If you do not constantly improve your skills and do not use your knowledge in a certain field, you lose them. If you think that you can get an idea of marketing in a business school, and then never turn to this knowledge, then there is no benefit in such training. In which areas did you stop improving your knowledge? What can you do today to restore them?
- The results depend on marketing and new technologies, everything else is costs.
Innovations give birth to products and solutions, and marketing sells them. In addition to these two components, everything else in your business is costs - which means you do not have to spend a lot of time on them; Reduce time costs as much as possible. If not, you will continue to invest in something that will not bring much benefit. What business units that you pay a lot of attention to are not priority? Can you move them to the background?
- Entrepreneurship can be risky because many so-called entrepreneurs do not have sufficient competence.
So many people just want to "start their own business" - they take a loan, open a bakery, and a year later go bankrupt. Then they attribute their failure to bad luck or a bad economy. And what do you think about it? What if you spent more time grinding the ax before you tried to cut down the tree? What if you spent a month singing Eric Rees's "Lean Startup" and Howard Schultz's "Pour Your Heart Into It"? You can avoid some of the risks (not all) with one tool: reading. Do you think that you give reading the proper amount of time? Mark Cuban says that he spends three hours a day on the book - and you?

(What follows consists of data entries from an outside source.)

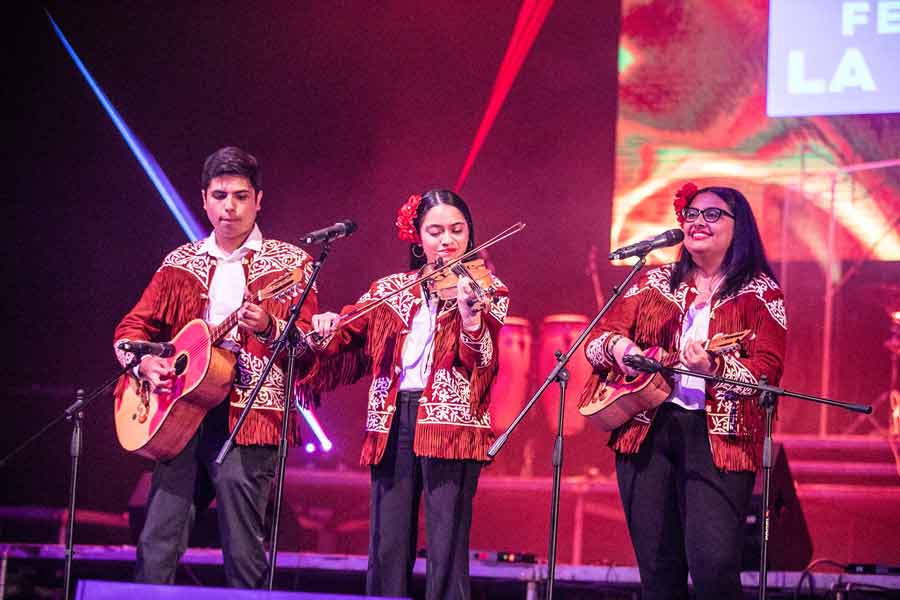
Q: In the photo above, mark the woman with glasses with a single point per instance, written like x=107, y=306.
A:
x=686, y=468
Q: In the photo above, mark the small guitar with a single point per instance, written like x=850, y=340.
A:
x=621, y=397
x=159, y=425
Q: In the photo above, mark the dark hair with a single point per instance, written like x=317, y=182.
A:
x=745, y=257
x=430, y=199
x=231, y=160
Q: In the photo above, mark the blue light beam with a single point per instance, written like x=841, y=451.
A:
x=173, y=201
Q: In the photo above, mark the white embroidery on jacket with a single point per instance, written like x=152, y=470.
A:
x=275, y=257
x=449, y=402
x=249, y=369
x=484, y=346
x=187, y=258
x=376, y=414
x=402, y=303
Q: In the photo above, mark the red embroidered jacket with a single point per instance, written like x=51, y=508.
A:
x=650, y=315
x=178, y=293
x=453, y=420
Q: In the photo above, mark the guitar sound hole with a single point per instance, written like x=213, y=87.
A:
x=180, y=363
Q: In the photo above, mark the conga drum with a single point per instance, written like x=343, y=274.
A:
x=558, y=332
x=508, y=393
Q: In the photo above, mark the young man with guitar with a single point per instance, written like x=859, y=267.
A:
x=685, y=463
x=215, y=299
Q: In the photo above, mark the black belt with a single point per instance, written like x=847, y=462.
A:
x=409, y=395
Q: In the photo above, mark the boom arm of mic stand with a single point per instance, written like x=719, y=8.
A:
x=564, y=359
x=762, y=386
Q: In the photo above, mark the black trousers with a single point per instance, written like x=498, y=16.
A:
x=398, y=483
x=188, y=483
x=683, y=513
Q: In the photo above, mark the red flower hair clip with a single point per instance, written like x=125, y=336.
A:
x=406, y=231
x=682, y=198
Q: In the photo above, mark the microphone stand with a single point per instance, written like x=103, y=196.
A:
x=291, y=339
x=560, y=375
x=768, y=400
x=74, y=413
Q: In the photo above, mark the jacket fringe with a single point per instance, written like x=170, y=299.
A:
x=262, y=425
x=176, y=304
x=463, y=443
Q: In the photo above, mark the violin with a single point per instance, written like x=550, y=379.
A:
x=449, y=272
x=443, y=282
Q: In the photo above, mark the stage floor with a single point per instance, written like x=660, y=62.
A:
x=299, y=571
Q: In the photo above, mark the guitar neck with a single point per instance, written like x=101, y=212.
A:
x=217, y=332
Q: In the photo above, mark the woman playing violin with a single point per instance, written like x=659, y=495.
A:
x=427, y=429
x=685, y=469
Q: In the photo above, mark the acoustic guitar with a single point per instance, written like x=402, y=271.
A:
x=159, y=425
x=621, y=397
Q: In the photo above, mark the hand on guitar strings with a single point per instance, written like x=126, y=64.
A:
x=694, y=357
x=325, y=324
x=625, y=347
x=158, y=372
x=253, y=317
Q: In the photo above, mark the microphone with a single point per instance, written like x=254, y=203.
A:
x=663, y=240
x=160, y=349
x=326, y=234
x=642, y=363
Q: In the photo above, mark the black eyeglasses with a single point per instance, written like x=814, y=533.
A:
x=710, y=215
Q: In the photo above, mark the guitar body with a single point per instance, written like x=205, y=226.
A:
x=159, y=426
x=620, y=397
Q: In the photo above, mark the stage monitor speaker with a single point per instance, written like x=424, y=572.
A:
x=790, y=547
x=114, y=590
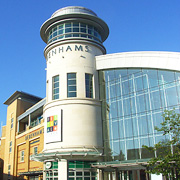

- If the leader allows the event to determine what to do, what to work on, and what should be taken seriously, then all of its efforts will eventually be wasted on trifles.
Successful people do not just appear at work, answer phones, and extinguish fires. They are concentrated every day on the battle plan for the consumer. They do not allow employees to freely come to their office and shift their problems to them. A successful day begins with a strategically important decision that you are going to play on the offensive, not on the defensive. Do you control your work schedule? Or do you spend your working hours solving other people's problems?
- The three most charismatic leaders of the 20th century caused more suffering to humanity than any other trio in history: Hitler, Stalin and Mao. It's not about the charisma of the leader. Its mission is important.
There is no "better kind" of the leader. There are sociable leaders such as Richard Branson, or restrained, like Tony Shay. Both led their companies to unimaginable success. What makes a person a leader? It is not at all how enthusiastic he is from the rostrum. A person makes a leader his vision, an idea, a dream - and how he is able to infect other people with his goal in order to achieve success together. What is your mission? Do you give her as much attention as she deserves?
- In order to rise from a level of incompetence to a satisfactory level, it is necessary to spend much more effort and labor than on a jump from first-class performance to irreproachable work.
It is easier to go from good to great than from bad to good. So focus on developing your talents in what you have succeeded, rather than strive to be a "fully developed" personality. It's easy to replace a person who can do a little bit of everything. However, the one who is considered the best in his work remains indispensable. In which areas have you already succeeded well? What can you do to make these things your talent?
@marichi, I gave you a vote!
If you follow me, I will also follow you in return!